La crisi iconoclastica, sotto Leone III fa definitivamente precipitare i rapporti, già critici, con il papato. È del resto ormai evidente che gli unici poteri effettivi presenti in Italia sono quelli del papa e del regno longobardo: Ravenna, capitale dell’esarcato, è definitivamente conquistata dal re Astolfo, nel 751, e papa Stefano III, dopo alcune richieste di aiuto rivolte a Costantino V, decide di rivolgersi ai Franchi.

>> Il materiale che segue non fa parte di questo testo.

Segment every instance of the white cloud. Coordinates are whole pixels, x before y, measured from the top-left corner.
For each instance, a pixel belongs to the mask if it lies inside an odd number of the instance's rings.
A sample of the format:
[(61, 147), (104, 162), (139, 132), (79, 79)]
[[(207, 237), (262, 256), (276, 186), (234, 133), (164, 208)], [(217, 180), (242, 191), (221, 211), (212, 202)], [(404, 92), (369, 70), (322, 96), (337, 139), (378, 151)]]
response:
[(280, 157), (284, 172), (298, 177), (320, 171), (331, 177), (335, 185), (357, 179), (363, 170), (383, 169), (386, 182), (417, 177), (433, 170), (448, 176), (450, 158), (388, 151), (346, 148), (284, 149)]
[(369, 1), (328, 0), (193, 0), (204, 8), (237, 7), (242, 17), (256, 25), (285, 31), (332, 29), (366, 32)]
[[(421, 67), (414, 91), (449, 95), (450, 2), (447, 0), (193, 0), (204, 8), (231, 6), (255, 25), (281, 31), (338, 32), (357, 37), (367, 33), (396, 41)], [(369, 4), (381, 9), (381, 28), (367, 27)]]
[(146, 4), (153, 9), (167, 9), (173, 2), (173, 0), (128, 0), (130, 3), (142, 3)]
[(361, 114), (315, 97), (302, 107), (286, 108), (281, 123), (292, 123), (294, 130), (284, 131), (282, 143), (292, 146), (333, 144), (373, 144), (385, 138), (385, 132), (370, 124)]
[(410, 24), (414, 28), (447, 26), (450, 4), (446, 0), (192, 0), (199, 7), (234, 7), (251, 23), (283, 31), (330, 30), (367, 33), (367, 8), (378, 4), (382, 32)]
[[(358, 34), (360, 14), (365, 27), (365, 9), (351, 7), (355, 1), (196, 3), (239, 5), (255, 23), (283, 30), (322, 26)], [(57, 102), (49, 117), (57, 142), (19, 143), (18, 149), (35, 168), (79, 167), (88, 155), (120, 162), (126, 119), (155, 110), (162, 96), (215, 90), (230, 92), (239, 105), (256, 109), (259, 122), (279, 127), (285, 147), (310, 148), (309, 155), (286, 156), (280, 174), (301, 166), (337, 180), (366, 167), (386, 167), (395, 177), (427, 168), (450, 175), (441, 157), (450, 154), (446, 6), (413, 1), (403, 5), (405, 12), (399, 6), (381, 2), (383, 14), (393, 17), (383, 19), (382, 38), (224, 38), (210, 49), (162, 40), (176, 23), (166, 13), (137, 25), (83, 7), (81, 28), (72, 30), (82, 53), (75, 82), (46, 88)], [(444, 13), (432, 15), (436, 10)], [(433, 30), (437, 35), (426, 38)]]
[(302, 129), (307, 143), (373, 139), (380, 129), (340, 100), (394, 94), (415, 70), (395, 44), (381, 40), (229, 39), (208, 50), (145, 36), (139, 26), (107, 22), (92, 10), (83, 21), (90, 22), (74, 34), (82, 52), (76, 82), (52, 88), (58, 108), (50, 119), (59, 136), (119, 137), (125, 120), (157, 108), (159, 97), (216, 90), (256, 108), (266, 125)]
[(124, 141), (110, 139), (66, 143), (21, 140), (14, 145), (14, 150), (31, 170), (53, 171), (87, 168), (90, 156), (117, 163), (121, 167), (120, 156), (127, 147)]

Il re di questi ultimi, Pipino il Breve, accetta l’invito del papa, che incontra a Ponthion nel 754. Pipino sconfigge due volte le forze di Astolfo, e lo obbliga a restituire al papa una serie di città e castelli situati tra Romagna, Marche e Umbria che hanno fatto parte del territorio dell’esarcato bizantino. Da Costantinopoli si protesta per questa palese violazione del diritto e si cerca inutilmente di indurre Pipino a restituire le terre al basileus, piuttosto che al pontefice; ma a questo punto l’asse tra Roma e i Franchi è ben saldo, e le vittime ne sono i Longobardi, definitivamente sconfitti da Carlo Magno nel 774, e Bisanzio. In Italia, ai Bizantini rimangono le isole della laguna veneta, il ducato di Napoli (anche se entrambi questi territori manifestano presto una incontrastata tendenza all’autonomia), la Calabria meridionale e Gallipoli in Puglia (alla quale presto si aggiunge Otranto).